The two randomized trials of preoperative versus postoperative chemoradiation for clinically resectable T3-4Nany rectal cancer (NSABP R-03¹⁴⁰ and the German CAO/ARO/AIO 94)¹³⁹ reported opposite results. The German trial completed the planned accrual of more than 800 patients and randomly assigned patients with rectal cancers smaller than 16 cm from the anal verge to preoperative chemoradiation (with CI 5-FU weeks 1 and 5) versus postoperative chemoradiation.¹³⁹ Patients were stratified by surgeon and all underwent a TME. Compared with postoperative therapy, patients who received preoperative therapy had a significant decrease in local recurrence (6% vs. 15%, P = 0.006), acute toxicity (27% vs. 40%, P = 0.001), chronic toxicity (14% vs. 24%, P = 0.012), and in those 194 patients judged by the surgeon pretreatment to require an APR, a significant increase in sphincter preservation (39% vs. 20%, P = 0.004). With a median follow-up of 40 months, there was no difference in 5-year survival (74% vs. 76%). A separate analysis revealed that the treatment center, schedule, and gender were independent prognostic factors for 5-year local control.¹⁸¹ The results were updated with a median follow up of 11.2 years. At 10 years, the local control benefit of preoperative versus postoperative therapy was sustained (local failure: 7% vs. 10%, P = 0.048). There was no difference in the 10-year cumulative incidence of distant metastasis (29%) or overall survival (60%).¹⁷³ As seen with other cancers, both surgeons and hospitals with higher volumes of rectal cancer surgery have improved outcomes compared with those with lower volumes.¹⁷¹

The NSABP R-03 trial accrued only 267 of the planned 900 patients.¹⁴⁰ Patients received induction chemotherapy followed by conventional chemoradiation and were randomized to receive it either preoperatively or postoperatively. Some patients underwent a local excision and a TME was not required. Compared with postoperative therapy, patients who received preoperative therapy had a significant improvement in 5-year disease-free survival (65% vs. 53%, P = 0.011), and a borderline significant improvement in 5-year overall survival (75% vs. 66%, P = 0.065). There was no difference in 5-year local recurrence (11%). There was a corresponding higher incidence of grade 4+ toxicity (33% vs. 23%) but the incidence of grade 3+ toxicity was lower (41% vs. 50%). Lastly, based on a prospective office assessment by the operating surgeon, there was no significant improvement in sphincter preservation (48% vs. 39%).

The results of the NSABP R-03 trial should be interpreted with caution as only 267 of the 900 planned patients were accrued, thereby limiting the statistical power to detect differences. The German trial met its accrual goals and based on the positive results preoperative chemoradiation remains the standard of care.

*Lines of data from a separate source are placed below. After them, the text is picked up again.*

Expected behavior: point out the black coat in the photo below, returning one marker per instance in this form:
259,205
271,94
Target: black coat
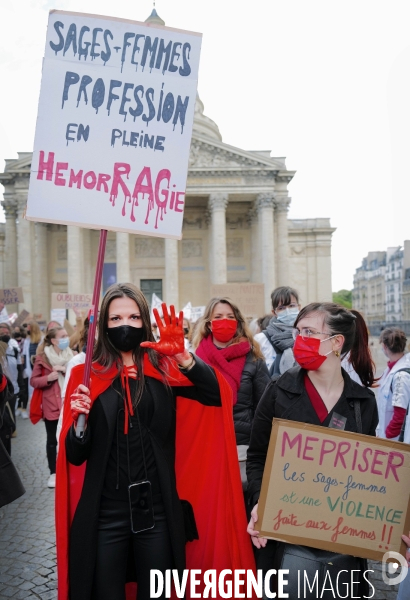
11,487
95,448
287,399
255,378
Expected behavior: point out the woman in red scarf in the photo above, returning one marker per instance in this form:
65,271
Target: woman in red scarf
122,516
223,340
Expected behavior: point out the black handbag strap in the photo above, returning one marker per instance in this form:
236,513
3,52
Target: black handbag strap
358,416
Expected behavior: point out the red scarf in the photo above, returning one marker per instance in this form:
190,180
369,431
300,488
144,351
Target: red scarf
230,361
209,480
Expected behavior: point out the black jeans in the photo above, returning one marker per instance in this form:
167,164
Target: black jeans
152,550
51,444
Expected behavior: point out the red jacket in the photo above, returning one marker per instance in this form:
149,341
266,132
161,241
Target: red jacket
51,401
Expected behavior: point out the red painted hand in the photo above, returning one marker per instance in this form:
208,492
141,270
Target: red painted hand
171,332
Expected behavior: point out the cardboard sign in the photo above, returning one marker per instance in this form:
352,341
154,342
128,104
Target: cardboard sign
58,315
67,301
248,296
11,296
21,318
114,125
339,491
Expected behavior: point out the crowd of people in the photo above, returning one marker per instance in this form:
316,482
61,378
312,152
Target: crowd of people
171,409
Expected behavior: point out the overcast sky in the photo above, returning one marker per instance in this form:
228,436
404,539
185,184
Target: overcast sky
324,83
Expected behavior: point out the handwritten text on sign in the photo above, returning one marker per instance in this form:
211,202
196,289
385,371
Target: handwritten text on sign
114,125
335,490
79,301
11,296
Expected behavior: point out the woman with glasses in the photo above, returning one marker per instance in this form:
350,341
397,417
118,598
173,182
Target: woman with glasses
312,393
276,341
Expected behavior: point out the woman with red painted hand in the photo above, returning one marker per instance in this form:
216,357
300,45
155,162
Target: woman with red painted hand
129,518
223,340
318,392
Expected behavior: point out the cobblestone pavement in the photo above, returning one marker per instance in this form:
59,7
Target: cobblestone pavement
27,539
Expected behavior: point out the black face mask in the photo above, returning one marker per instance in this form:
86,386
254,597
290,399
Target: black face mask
125,337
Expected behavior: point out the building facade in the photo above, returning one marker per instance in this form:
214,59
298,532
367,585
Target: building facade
382,286
235,229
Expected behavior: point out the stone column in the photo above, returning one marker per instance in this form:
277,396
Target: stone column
217,206
255,246
171,290
24,254
75,268
41,299
264,206
123,257
281,210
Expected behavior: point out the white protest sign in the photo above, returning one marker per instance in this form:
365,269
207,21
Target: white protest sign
114,125
74,301
197,312
58,315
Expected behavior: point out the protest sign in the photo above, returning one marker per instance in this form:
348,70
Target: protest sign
248,296
58,315
114,125
335,490
73,301
197,312
11,296
22,318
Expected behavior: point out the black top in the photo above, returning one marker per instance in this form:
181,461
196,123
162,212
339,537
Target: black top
121,471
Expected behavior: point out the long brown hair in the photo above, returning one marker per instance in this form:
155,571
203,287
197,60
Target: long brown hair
352,326
202,329
106,354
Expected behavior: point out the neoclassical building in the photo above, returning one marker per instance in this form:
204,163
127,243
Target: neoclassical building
236,229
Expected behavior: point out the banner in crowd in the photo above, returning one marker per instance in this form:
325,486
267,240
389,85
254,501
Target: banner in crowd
114,125
73,301
250,297
11,296
335,490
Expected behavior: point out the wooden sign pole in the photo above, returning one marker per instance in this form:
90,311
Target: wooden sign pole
93,323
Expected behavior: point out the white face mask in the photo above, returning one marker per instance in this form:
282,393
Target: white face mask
288,316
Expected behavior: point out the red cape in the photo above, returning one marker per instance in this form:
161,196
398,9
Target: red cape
207,473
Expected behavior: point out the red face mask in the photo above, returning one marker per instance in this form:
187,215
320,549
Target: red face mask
306,353
223,330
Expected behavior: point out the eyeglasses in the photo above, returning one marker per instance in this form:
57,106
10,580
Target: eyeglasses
283,307
306,332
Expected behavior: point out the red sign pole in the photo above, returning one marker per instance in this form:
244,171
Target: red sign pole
93,314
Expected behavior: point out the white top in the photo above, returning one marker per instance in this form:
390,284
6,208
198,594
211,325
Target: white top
267,348
394,390
78,359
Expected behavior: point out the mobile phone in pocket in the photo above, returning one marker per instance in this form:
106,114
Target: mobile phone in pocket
141,506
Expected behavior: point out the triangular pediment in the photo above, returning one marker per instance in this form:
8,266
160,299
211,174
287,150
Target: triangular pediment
207,153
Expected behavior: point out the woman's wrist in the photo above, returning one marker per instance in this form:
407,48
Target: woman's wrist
185,360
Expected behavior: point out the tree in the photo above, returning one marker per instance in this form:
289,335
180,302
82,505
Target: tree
343,297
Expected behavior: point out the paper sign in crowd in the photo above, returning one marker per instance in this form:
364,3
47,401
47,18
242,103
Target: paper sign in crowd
335,490
114,125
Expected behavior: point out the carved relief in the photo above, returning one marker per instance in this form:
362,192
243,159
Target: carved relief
204,155
61,249
191,248
111,251
234,247
149,247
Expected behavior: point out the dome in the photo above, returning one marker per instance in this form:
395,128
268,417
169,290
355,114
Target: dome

Novel Chemoradiation Regimens

Recent trials have examined the role of different chemoradiation regimens. The NSABP R-04 trial reported equivalent rates of pCR (22% vs. 19%), sphincter-sparing surgery (63% vs. 61%), and grade 3+ diarrhea (11%) with CI 5-FU– and capecitabine-based chemoradiation.¹⁴³

Four randomized trials examined the role of adding oxaliplatin to 5-FU– or capecitabine-based preoperative chemoradiation (Table 78-6). These include three European trials (Studio Terapia, Adjuvante Retto [STAR]-01,¹⁴¹ Actions Concertees and les Cancers Colorectaux et Digestifs [ACCORD],¹⁴² and the German CAO/ARO/AIO-94),¹⁴⁴ and one from the U.S. (NSABP R-04).¹⁴³ Three of the four reported no significant improvement in the pCR rate and a corresponding increase in acute toxicity.^{141–143,182} Preliminary data from the ACCORD trial revealed no improvement in 3-year local control (4% vs. 5%) or survival (88% vs. 85%) with the addition of oxaliplatin.¹⁸² A fifth trial (Pan-European Trial in Adjuvant Colon Cancer [PETACC]-6) is asking a similar question; however, the results are pending.

The benefit of adding targeted biological agents, such as bevacizumab and cetuximab, is being tested. Initial phases I/II trials of preoperative chemoradiation with capecitabine and oxaliplatin (CAPOX) + bevacizumab revealed pCR rates of 18% to 24%.183,184 However, more recent trials report increased acute toxicity and have been closed early as a consequence of increased acute toxicity.^185,186 Furthermore, given the lack of a survival benefit in the NSABP C-08 adjuvant colon cancer trial, the ultimate role of bevacizumab in the adjuvant management of rectal cancer remains unclear.¹⁸⁰

Phases I/II trials of new preoperative chemoradiation programs have been explored. The STAR-02 trial reported a 21% cCR rate in 60 patients treated with oxaliplatin, 5-FU, panitumumab, and 50.4 Gy.¹⁸⁷ Only 8% achieved a pCR with irinotecan, capecitabine, and 50.4 Gy in the Mannheimer Arbeitsgruppe für Gastrointestinale Tumoren (MARGIT) phase II trial.¹⁸⁸ Two trials of S-1–based chemoradiation have reported different results. A phase I trial of S-1 plus oxaliplatin and 50.4 Gy had a 13% pCR rate whereas a phase II of S-1 plus irinotecan and 54 Gy (with a limited pelvic radiation field) achieved a pCR of 35%.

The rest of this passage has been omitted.